When the B-side was in effect, only the adventurous or masochistic listener dared to flip a single and discover a hidden gem--or an unfathomable lump of shit--on the other side. Suppose you were one of those people who loved John Lennon, but wished Yoko Ono had never existed. It couldn't have pleased you to find her "Don't Worry Kyoko (Mummy's Only Looking for Her Hand in the Snow)" or "Who Has Seen the Wind?" sneaking onto your turntable on the B-sides of John's hit singles.
But there was always another side to the B-side.
"I was always totally into B-sides, and everyone thought it was weird that I even listened to them," says Nils Berstein, publicist for Sub Pop, the Northwestern indie record company that issued Nirvana's first recordings.
As if to confirm his longtime membership in a secret society, he rattles off some personal favorites. "The B-side of Blondie's 'Heart of Glass' single was '11:59' off Parallel Lines. That was their best song. The B-side of 'I Will Survive' was great; it's called 'Substitute.' When you're young, you have weird ideas.
"You think if they don't play something on the radio, it must not be good."
Most twentysomethings know little about this forbidden zone, this musical equivalent of "don't look under the stairs" that loitered behind the radio favorites of yesteryear. Whether B-sides were very, very good, or horrid, depended on a host of factors.
There were practical reasons that put crummy music on some B-sides in the Fifties and Sixties. Before marketing research ruled the radio airwaves, deejays had the power to make or break hits.
If they didn't like a record, the disc jockeys were apt to flip it over and start playing the B-side. This back-and-forth could result in split airtime, with neither side moving very high on the record charts.
Legendary record producer Phil Spector built his empire by making brilliant hit singles, often spending weeks, months and thousands of dollars in studio time recording an all-consuming musical statement. So it's no surprise he hated it when a song he had sweated over was left standing at the altar, in favor of a B-side song he considered its inferior.

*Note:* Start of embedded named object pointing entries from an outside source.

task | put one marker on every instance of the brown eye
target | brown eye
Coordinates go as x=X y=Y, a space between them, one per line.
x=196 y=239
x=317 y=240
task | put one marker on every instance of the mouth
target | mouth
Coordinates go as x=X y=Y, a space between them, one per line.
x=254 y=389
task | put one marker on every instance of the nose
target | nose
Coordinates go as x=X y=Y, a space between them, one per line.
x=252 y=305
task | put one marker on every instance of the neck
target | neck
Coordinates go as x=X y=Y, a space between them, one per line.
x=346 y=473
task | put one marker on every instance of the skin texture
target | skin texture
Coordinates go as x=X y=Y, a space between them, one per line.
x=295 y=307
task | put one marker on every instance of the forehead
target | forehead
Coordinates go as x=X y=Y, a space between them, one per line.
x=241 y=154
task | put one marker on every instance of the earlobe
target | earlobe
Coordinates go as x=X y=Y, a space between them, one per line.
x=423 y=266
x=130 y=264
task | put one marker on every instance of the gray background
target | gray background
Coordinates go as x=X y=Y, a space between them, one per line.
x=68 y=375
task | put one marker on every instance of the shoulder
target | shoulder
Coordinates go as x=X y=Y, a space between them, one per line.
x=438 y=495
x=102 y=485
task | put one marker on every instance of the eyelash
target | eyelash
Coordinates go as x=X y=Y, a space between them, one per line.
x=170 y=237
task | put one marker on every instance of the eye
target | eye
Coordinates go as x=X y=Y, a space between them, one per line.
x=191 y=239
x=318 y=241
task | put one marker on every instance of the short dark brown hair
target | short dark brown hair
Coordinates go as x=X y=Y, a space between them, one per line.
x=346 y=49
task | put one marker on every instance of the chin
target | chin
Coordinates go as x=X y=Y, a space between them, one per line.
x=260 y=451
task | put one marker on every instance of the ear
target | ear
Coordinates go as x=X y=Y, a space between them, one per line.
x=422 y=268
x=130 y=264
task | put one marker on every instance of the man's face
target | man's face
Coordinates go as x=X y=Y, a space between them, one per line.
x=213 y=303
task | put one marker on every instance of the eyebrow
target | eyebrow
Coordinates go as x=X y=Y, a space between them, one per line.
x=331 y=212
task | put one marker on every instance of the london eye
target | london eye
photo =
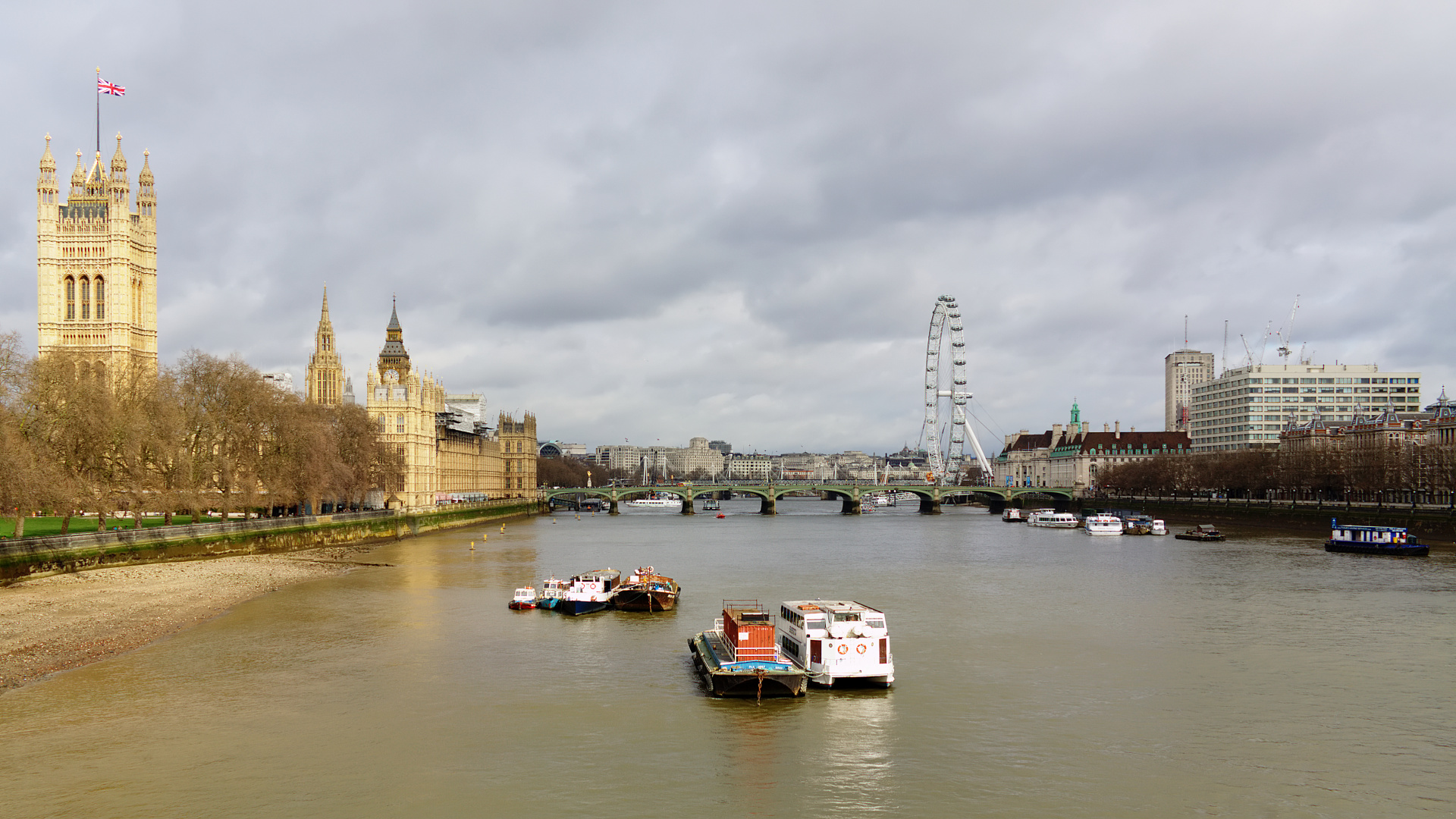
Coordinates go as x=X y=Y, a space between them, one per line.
x=946 y=390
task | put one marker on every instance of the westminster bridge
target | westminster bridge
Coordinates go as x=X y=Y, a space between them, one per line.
x=769 y=494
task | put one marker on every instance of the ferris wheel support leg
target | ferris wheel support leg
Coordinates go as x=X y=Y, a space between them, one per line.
x=981 y=453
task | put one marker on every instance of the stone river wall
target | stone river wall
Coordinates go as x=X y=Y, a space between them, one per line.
x=36 y=557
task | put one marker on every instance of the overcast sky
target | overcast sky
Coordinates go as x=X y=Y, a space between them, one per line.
x=655 y=221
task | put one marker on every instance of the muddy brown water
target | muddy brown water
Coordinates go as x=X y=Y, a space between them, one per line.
x=1038 y=673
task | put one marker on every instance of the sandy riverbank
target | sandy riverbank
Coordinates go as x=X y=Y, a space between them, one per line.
x=66 y=621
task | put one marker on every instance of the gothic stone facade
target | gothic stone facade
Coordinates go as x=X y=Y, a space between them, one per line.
x=446 y=445
x=1072 y=457
x=324 y=378
x=96 y=267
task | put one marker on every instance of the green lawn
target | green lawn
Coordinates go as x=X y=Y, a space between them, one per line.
x=47 y=526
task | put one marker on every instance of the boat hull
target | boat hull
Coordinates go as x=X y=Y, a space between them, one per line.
x=582 y=607
x=644 y=601
x=745 y=679
x=1367 y=550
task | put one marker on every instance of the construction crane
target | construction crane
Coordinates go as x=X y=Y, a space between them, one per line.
x=1286 y=335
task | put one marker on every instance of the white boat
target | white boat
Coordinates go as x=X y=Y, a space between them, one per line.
x=837 y=642
x=657 y=500
x=588 y=592
x=1104 y=525
x=1053 y=519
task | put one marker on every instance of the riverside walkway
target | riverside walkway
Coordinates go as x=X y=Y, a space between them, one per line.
x=769 y=493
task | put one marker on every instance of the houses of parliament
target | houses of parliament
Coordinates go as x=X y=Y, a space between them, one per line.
x=96 y=300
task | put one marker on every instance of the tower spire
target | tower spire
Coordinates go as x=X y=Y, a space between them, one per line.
x=325 y=372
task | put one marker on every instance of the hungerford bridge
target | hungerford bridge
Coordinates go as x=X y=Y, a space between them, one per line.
x=769 y=494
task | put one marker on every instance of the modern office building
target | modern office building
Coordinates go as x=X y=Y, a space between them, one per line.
x=1183 y=371
x=1248 y=407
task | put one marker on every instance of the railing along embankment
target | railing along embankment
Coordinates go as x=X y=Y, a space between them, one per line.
x=36 y=557
x=1429 y=521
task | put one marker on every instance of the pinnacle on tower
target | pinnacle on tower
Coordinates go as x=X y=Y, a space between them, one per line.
x=46 y=183
x=79 y=175
x=118 y=162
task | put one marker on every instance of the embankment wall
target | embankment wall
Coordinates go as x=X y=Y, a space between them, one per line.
x=1433 y=525
x=27 y=558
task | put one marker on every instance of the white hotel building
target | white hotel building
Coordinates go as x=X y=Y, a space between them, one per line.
x=1247 y=407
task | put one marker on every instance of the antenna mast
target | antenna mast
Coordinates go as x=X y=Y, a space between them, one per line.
x=1288 y=334
x=1225 y=347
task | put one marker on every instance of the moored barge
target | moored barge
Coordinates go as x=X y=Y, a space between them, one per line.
x=1392 y=541
x=647 y=592
x=1203 y=534
x=837 y=642
x=737 y=656
x=588 y=592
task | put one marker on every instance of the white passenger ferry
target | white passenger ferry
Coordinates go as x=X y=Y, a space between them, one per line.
x=836 y=642
x=1050 y=519
x=657 y=500
x=1103 y=525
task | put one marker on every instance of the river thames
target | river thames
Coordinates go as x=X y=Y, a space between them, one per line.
x=1038 y=673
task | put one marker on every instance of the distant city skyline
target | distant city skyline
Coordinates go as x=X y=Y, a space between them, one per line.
x=661 y=222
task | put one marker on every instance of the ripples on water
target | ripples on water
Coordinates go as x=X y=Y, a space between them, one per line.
x=1038 y=673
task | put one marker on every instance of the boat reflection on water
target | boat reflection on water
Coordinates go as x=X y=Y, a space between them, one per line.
x=855 y=754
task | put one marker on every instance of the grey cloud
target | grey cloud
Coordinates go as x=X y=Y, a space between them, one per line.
x=660 y=221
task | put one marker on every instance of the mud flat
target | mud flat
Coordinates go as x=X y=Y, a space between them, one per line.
x=64 y=621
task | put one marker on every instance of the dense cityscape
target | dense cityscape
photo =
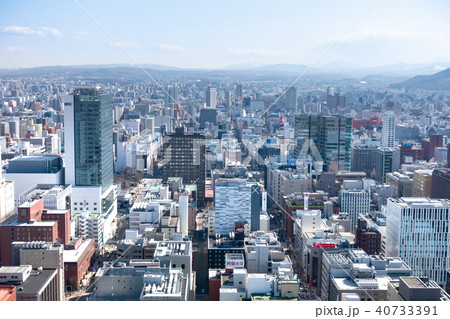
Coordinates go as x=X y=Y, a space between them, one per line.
x=136 y=183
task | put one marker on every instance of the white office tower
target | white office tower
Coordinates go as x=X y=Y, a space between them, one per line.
x=291 y=100
x=417 y=232
x=171 y=95
x=6 y=198
x=88 y=134
x=354 y=202
x=211 y=97
x=233 y=201
x=388 y=129
x=183 y=212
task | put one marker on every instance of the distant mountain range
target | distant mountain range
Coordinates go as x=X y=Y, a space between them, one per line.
x=438 y=81
x=397 y=72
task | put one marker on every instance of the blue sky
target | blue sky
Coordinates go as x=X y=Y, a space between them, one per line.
x=213 y=34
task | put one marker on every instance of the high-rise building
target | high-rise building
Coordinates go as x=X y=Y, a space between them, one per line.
x=364 y=159
x=171 y=95
x=387 y=161
x=228 y=99
x=239 y=91
x=211 y=97
x=291 y=100
x=448 y=155
x=417 y=232
x=331 y=136
x=234 y=202
x=367 y=238
x=184 y=156
x=440 y=183
x=88 y=123
x=410 y=153
x=422 y=183
x=430 y=143
x=402 y=185
x=6 y=199
x=388 y=129
x=354 y=202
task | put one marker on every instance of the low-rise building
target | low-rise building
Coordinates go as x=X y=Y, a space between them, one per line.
x=415 y=289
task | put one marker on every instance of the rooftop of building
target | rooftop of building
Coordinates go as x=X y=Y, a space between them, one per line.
x=6 y=291
x=14 y=269
x=37 y=281
x=13 y=222
x=56 y=211
x=367 y=284
x=35 y=158
x=167 y=248
x=29 y=203
x=261 y=297
x=163 y=284
x=73 y=256
x=411 y=202
x=39 y=245
x=224 y=242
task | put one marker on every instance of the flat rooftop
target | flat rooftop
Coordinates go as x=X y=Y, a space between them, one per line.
x=6 y=291
x=423 y=202
x=72 y=256
x=13 y=269
x=377 y=283
x=37 y=281
x=14 y=222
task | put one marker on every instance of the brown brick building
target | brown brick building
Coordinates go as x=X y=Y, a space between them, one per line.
x=77 y=261
x=368 y=239
x=440 y=183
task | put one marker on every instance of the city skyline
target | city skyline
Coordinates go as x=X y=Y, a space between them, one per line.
x=174 y=33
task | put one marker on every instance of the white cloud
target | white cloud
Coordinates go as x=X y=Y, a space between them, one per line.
x=172 y=47
x=27 y=31
x=259 y=51
x=15 y=49
x=385 y=34
x=124 y=44
x=81 y=35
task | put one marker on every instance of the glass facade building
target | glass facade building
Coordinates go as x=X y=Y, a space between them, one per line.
x=93 y=138
x=331 y=135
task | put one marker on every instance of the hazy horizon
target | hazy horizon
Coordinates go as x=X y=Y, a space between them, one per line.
x=212 y=36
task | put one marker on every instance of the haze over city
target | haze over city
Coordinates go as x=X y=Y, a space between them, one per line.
x=293 y=151
x=212 y=35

It happened with the very first Phillies label release, the Crystals' "Oh Yeah, Maybe Baby," which was thrown over for the hastily recorded flip, "There's No Other Like My Baby," later a Top 20 hit. After that, Spector left nothing to chance. Flip over almost any Ronettes, Crystals, Bob B. Soxx or Darlene Love single and you'll find nothing but crappy instrumentals. This was Spector's Napoleonic way of saying, "I'll tell radio what the hits are."
These throwaway titles served as winking tributes to his session players (Harry and Milt Meet Hal B."), his flunkies (Nino and Sonny [Big Trouble]"), his promo man (Chubby Danny D.") and even his analyst (Dr. Kaplan's Office"). Because the author's royalty rate for the B-side was the same as the A-side's, Spector, the "Tycoon of Teen," made sure these junky instrumentals carried a lone "Spector" credit. Supposedly, he used the additional revenue from the B-sides to pay for his sister's sanitarium fees! Because the B-side had no artistic responsibilities, though, it could offer more than sloppy takes and slapdash recording techniques. The flip side occasionally captured something the mapped-out A-side had missed.
Onetime B-sides like "Tequila," "Na Na Hey Hey (Kiss Him Goodbye)" and "Kung Fu Fighting" were brainlessly thrown together in the final minutes of recording sessions; all went on to become No. 1 hits. In the case of "Tequila," the Champs didn't even hang around to hear a playback of the instrumental that would bring the band its fleeting seconds of fame.